Once this is all over, I’ll invest in some colored contacts. Sky-blue eyes would be a good look for me. The kind of blue too clear to hide any darkness at all. A lot of screwed-up things can hide in dark brown eyes.

I take a deep breath, set a smile on my face, and go downstairs.

Cohen is waiting for me in the lobby, looking haughty and elegant in a fitted black suit. The gay community of Paris must have thrown a parade the day his father decided to ship him here. At the sight of him, my uterus is tempted to throw a parade as well. Maybe it’s his gayness that makes me attracted to him. It removes the element of fear.

Most of it, at least. Gay guys still have fists.

But when he sees me, it looks very like the idea of hitting me is a million miles away from his brain.

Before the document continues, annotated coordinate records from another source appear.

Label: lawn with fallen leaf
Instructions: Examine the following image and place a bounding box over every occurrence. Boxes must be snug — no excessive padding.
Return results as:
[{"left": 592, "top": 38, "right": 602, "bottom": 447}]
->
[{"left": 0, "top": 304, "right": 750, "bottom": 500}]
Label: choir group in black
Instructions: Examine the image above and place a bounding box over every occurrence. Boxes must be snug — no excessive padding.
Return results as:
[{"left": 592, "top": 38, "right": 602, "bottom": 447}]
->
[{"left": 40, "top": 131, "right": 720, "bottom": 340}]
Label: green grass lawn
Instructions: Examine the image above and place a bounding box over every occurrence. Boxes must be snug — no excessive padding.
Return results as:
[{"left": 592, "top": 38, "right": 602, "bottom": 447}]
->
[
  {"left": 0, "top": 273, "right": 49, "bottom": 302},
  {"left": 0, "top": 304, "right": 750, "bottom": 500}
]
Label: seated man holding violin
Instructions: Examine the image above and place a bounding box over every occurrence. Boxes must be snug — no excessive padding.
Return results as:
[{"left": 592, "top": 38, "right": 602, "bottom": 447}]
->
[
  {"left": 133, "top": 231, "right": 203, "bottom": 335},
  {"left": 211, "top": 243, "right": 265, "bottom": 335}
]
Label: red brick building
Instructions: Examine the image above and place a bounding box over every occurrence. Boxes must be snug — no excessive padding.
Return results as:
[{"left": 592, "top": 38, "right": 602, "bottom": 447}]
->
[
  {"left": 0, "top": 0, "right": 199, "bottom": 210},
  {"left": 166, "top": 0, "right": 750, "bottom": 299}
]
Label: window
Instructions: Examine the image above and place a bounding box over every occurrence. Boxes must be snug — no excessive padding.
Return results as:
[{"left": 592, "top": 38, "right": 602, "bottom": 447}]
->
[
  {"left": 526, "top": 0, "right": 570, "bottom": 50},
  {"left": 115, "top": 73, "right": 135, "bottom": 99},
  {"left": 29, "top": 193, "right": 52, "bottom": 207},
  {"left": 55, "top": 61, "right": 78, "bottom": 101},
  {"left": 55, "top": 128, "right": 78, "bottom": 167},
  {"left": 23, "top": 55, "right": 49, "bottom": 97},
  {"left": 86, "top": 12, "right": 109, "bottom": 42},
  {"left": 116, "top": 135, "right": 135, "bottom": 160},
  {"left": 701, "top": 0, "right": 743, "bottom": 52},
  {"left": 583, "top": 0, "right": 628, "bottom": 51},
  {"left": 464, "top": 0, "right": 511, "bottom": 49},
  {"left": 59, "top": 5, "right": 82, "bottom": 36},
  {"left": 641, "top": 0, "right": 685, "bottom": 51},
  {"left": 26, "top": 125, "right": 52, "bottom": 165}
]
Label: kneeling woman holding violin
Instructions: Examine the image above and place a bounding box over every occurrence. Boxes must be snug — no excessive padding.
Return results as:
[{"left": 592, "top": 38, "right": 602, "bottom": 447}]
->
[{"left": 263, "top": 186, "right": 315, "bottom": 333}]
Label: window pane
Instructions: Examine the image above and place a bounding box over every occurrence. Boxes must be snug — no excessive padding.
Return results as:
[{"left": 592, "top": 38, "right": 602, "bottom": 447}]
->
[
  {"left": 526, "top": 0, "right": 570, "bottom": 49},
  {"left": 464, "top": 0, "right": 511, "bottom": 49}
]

If I wasn’t smart, I’d say his eyes widened minutely. But I’m smart enough to know that what you see with your eyes isn’t always the truth. A smile doesn’t always mean kindness. An extended hand isn’t always an offer of help.

At any rate, it’s time for me to prove that I can play this role. I cast my eyes away from his, shyly, and curtsey. “I’m ready to go,” I say in a small voice.

When I glance up again, his eyes are narrowed. “Then follow me.”

“Yes, of course, my love.” I give a tiny smile and catch sight of Baldy—er, Renard—watching us as we walk into the cool Parisian night.

The key to being a perfect woman is smallness. Men like their girls tiny. Breakable. Sweet as sugar and just as likely to dissolve. You’re not meant to take up as much space as them. Decorative figurines that go on shelves are little, too.

A shiny black car is parked on the side of the street. Cohen opens the door without saying a word, then climbs in after me. There’s a smooth divide between us and the driver. We’re alone in a miniscule, expensively upholstered room. I glue my nose to the window, entranced by the lights flashing by, before remembering that’s not something ladies do.

I clear my throat in a bashful way. “I had a wonderful day with Renard today. I thank you so much for the opportunity to—”

“Stop,” he interrupts.

I stop. His face is carved up by the moving shadows of the outside world, but I read anger in the furrows of his brow.

“You don’t need to do that when it’s just us,” he says, though he’s looking out the window and not at me.

“Do what?”

“The acting. You’ve already made it fairly clear that’s not really you.”